If he had expected her to be mad at him, she was not. There was a cautious look on her face, though, like she worried that Shinobu might try to strike her. This made him ashamed.
“You came,” she said softly. “Was that Quin?”
“Did you see?” he asked her quickly. The idea that she might have seen Quin step through the anomaly bothered him. His mother had
successfully put their life on the estate behind her—he didn’t want to bring it back.
“See what?” she asked.
“Did you see her leave?”
“No. I heard her near the house a few minutes ago.” She moved closer on the grass, but not close enough to touch him. “She’s the one who saved your brother this morning. She didn’t know who I was, but I would know her anywhere. She’s gotten quite pretty, hasn’t she?”
Shinobu drew out the bag of herbs. The thick plastic had kept everything dry.
“The medicine you asked for,” he told her. “I’m very sorry about what happened to Akio, Mother.”
He could feel her eyes heavy upon him.
“ ‘Sorry’ does not repair the damage that was done, Shinobu. It was a very near thing with your brother this morning.” She still didn’t sound angry, merely exhausted. That was worse.
“I’ll go through my room, make sure there’s nothing else—”
“I’ve already done that, of course.”
“I meant to drop off the herbs without you seeing me. Please forgive my continued presence here. I should leave.”
He always became more Japanese around Mariko. There had been lectures, when he was a child, about things like manners and honor. Those lectures had meant a great deal to him, back when he’d believed his life would be full of honor.
“Perhaps you should leave. Before I become angry again. This morning I might have killed you if you’d been around.”
“I’m sorry, Mother.”
He got to his feet.
“Tell me—how did Quin get to Hong Kong?” she asked him before he could walk away.
“The same way I got here,” he replied, sinking his fists deep into his jacket pockets to stop them from shaking. He turned toward the garden gate.
“At the same time?” She was on her feet, catching up to him. She was tiny compared to Shinobu, little more than five feet tall. Her very Japanese face was turned up to look at his, her eyes piercing.
“Yes,” he answered. “We came here at the same time.”
“You never told me. I thought you escaped alone.”
“It doesn’t matter. We were never together, not really.”
“Are you helping her?”
“No—yes,” he corrected himself. He stared down at his boots, still damp and dirty. “One thing, that’s all.”
“Even when you were small, I could see something between the two of you. Your father always liked her, poor girl.”
“I’ll go now,” he said, turning away.
“You’re thinking of your father,” she called after him. “It’s all right. I think of him too, all the time. It’s what he wanted—you here with me and Akio.”
“I know, Mother.

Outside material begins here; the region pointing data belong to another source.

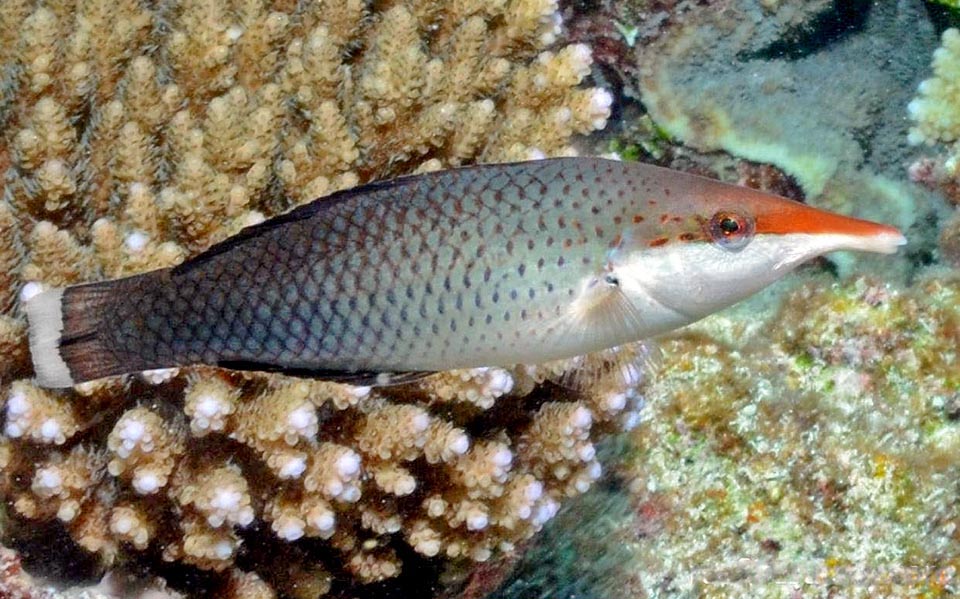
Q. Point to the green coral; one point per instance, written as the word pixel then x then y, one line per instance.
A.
pixel 816 458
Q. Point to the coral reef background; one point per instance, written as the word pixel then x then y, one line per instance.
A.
pixel 799 444
pixel 135 135
pixel 802 443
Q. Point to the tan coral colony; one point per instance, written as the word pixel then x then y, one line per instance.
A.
pixel 134 136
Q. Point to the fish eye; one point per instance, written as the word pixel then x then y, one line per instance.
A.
pixel 731 230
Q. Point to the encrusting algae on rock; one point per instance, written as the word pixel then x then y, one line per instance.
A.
pixel 818 452
pixel 807 452
pixel 134 137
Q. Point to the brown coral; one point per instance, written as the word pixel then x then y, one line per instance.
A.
pixel 134 136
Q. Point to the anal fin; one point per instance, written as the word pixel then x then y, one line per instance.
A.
pixel 348 377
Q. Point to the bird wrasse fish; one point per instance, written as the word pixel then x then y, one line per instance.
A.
pixel 488 265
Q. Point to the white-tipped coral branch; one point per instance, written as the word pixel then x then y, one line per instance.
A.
pixel 138 134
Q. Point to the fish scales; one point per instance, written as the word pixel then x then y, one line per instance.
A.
pixel 481 266
pixel 439 271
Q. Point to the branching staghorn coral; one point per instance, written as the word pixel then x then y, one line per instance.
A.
pixel 936 114
pixel 133 137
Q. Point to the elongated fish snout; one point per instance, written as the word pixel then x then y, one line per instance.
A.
pixel 828 231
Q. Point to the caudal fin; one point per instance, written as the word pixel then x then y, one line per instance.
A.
pixel 65 342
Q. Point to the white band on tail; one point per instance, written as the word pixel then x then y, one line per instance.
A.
pixel 45 315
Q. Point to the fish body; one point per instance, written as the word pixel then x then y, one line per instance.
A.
pixel 479 266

It’s what he wanted.”
“Please, Shinobu. You can … change yourself. And come back to us.” She was trying to sound firm, but he could hear the pleading in her voice.
When he had first been reunited with his mother, he’d tried to tell her about Alistair, about that last night on the estate, but he hadn’t been able to make the words come. Mariko had sensed he was trying to make a confession, and she’d told him it wasn’t necessary. She’d said his past was forgiven and they need never speak of it again.
It had felt wonderful, at first, to have that forgiveness. He hadn’t understood that it would be another matter entirely to forgive himself. Only the drug bars offered that mercy. Drugs had made him unfit to be near his family and had almost killed his little brother, but
the bars on the Bridge were the only places where he found a small measure of relief. How could he give that up?
“I’m not thinking of my father,” he lied, walking for the gate without looking back. “I’m thinking of a ghost.”
Brian Kwon was not a ghost, but he was getting close. After two hours of searching, Shinobu found him huddled on the filthy pavement behind a large waste receptacle two blocks from Queen Elizabeth Hospital, from which he had apparently run, trailing an IV tube and many half-wrapped bandages.